The lawsuit alleges that between roughly 1965 and 1979 at least five kinds of hazardous wastes from Alcoa's manufacturing process were disposed of at the former Squaw Creek Mine, which supplied the company with coal to power its smelting operation. The mine was a joint venture between Alcoa and Peabody Coal Co. The wastes included a sludge containing chromium hydroxide, wastewater with coal tar pitch, drums containing coal tar pitch, spent potlining and chromic acid.

The wastes may have contained a wide number of chemicals, some of which the union has identified as hexavalent chromium, hydrofluoric acid, anthracene, chyrsene, phenols, chromic acid, fluoranthene and cyanide.

The Material Safety Data Sheets provided to the miners by Alcoa last year as part of a voluntary health screening process indicate that federal authorities consider only the coal tar pitch and chromic acid to be cancer-causing. Numerous miners Monday complained to union leaders that they had been unable to contact the University of Cincinnati's Center for Occupational Health to schedule health assessments or that the screenings had seemed brief and not thorough.

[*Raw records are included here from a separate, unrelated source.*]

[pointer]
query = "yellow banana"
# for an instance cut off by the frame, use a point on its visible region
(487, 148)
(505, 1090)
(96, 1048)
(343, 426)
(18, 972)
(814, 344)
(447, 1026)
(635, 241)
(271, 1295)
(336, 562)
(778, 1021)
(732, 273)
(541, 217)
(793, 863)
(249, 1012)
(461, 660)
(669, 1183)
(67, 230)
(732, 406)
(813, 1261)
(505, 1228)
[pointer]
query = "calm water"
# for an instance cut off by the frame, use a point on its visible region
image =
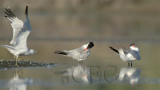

"I think it is unfortunate that those things are being expressed at this point in time," said Sally Rideout Lambert, Alcoa spokeswoman. She said the company has communicated "fairly frequently" with local mine leaders about the assessments and provided them with updated toll-free telephone numbers. She said the program is respected and nationally known.

It is unknown how much chromic acid, containing hexavalent chromium, may have been disposed of at the site, since it would have been a part of the chromium hydroxide sludge. The sludge is a product of rendering the chromium in the acid into a less hazardous variation of waste, according to the lawsuit.

Lambert said the company no longer produces some of the wastes. The sludge is now disposed of in a hazardous waste landfill near Indianapolis, she said, while the spent potlining is treated at an Alcoa facility in Arkansas.

Large time gaps exist in the mining records for periods when strip mining there was in continuous progress and open pits were exposed, according to an Indiana Department of Environmental Management document.

Attorney Terry White asserted that more waste was buried at the Squaw Creek Mine than state health officials were aware of. The state has been working with Alcoa to develop a plan for testing and monitoring the area. An investigation of the site by an Alcoa-hired contractor is scheduled to begin this month, said Amy Hartsock, IDEM spokeswoman. It will include assessments of the pits but also other areas. That information will be used to develop any additional cleanup plans if necessary, she said, and sampling will be required on a semiannual basis for five years.